Crop production: Basin planting could work well for you


By Digital team | 13 February 2018
basin
Photo: FAO/Precious N. Chitembwe

The Zimbabwean method of basin planting – where small pockets of soil are hoed and filled with seed and fertiliser – is practical and will improve your soil as years go by.

Basin planting is one of several techniques available to small-scale farmers to produce a crop using conservation agriculture (CA).

Conservation agriculture is defined by the United Nations’ Food & Agricultural Organisation (FAO) as the simultaneous application of the following:
1. no-till planting
2. rotational cropping and
3. keeping a permanent cover of plant material on the soil surface.

Basin planting apparently originated on the commercial tobacco farms of Zimbabwe. Such a farm generally had a large labour force to plant the maize crop by hand before the rainy season. Fertiliser, seed and water were placed in small basins dug with hoes.

A Zimbabwean farmer, Brian Oldrieve, came to realise that, with some minor adaptations, small-scale farmers could produce yields comparable to those of commercial farmers.

This system was introduced by Pastor August Basson to the village of Tebellong in Lesotho, where it has been used successfully for several years.

The technique can be used for a wide range of crops. Those which have been grown successfully in Lesotho and South Africa include maize, sorghum, wheat, peas, beans and cabbages. Some work has been done on growing potatoes under a cover of grass and leaves, without any hoeing.

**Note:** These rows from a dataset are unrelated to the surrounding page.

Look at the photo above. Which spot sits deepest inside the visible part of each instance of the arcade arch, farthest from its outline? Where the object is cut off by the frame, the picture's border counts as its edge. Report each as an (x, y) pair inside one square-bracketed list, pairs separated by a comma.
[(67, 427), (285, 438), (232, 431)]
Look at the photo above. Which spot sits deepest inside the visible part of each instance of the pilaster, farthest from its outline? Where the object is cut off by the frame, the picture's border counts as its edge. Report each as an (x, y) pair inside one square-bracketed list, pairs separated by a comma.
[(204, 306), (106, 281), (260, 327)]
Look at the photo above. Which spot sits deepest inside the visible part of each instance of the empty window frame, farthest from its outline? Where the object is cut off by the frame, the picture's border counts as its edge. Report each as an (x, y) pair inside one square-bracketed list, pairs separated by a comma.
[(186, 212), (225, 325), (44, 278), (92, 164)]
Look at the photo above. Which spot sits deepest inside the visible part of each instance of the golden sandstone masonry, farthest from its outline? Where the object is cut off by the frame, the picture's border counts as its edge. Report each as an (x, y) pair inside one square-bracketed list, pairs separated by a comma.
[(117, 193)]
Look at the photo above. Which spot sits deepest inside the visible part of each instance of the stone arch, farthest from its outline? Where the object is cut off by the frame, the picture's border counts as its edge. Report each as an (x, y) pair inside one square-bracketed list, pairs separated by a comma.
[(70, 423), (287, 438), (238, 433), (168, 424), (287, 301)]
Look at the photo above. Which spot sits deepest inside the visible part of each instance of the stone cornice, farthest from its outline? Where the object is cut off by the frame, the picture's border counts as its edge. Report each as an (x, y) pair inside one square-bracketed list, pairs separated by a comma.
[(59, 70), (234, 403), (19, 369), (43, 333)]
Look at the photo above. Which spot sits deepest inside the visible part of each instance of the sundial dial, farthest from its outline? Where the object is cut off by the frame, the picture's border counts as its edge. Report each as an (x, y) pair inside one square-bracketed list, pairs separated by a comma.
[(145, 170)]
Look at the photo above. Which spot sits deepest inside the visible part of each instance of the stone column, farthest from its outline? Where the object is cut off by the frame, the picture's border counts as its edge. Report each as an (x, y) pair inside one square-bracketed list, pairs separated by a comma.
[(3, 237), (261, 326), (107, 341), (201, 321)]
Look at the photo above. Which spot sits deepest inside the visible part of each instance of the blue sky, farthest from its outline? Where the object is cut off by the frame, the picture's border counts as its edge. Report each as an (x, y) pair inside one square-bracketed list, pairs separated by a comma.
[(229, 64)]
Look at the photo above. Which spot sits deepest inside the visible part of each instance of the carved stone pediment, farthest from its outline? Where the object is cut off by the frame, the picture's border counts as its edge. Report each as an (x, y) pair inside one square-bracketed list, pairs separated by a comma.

The basin technique is most suit¬able for farmers who have a large permanent labour force, or for small-scale operators for whom using a tractor is expensive or not available.

MAKING THE BASINS

The preparation of planting basins. Note that the farmer is working backwards so that he does not tread on the prepared basins.
  • The same basin positions are used every year, so this should be done properly in the first year to avoid having to redo them later on.
  • The work of making the basins can be done during periods when there are no crops in the field.
  • In this way the heavy work load is spread over a number of weeks.
  • The same basins are used for different crops and the number of plants per basin varies according to the crop.
  • Generally, square planting − where the space between rows is the same as the space within rows − is used. Locally this is 75 cm.
  • What a farmer needs is a heavy hoe, a planting line made from a piece of light rope marked every 75 cm with a knot or bent-over cooldrink bottle caps, two sticks for holding the planting line in position, and a number of sticks to mark the rows.
  • There is nothing wrong with using 90 cm rows and spacing the basins at 60 cm. But this does require two lines; one for the spacing between rows and one within rows.
  • Start by placing the planting line along the edge of the field and place a marker stick at every marker.
  • Then go along the first row for the length of the planting line and at that distance place another row of markers indicating the new rows.
  • Return to the first two markers and place the planting line between them.
  • Working backwards, dig a small hole at each marker. This can be 2 to 4 strokes of the hoe.
  • In the first year there could be more strikes, since the deepest strike should preferably be deeper than the usual ploughing depth.

PLANTING

  • At 75 cm x 75 cm there are about 18 000 basins per hectare.
  • The number of seeds per basin is determined by the plant population required.
  • Local farmers plant 3 maize seeds a basin and thin them out to 2 after germination.
  • If the fertiliser has not yet been applied, add it and mix with the soil, then place seeds in the soil.
  • In humid areas, do not leave a hollow, as seeds will drown if heavy rain follows planting.
  • In dry areas, a hollow may be beneficial to concentrate moisture around the seed.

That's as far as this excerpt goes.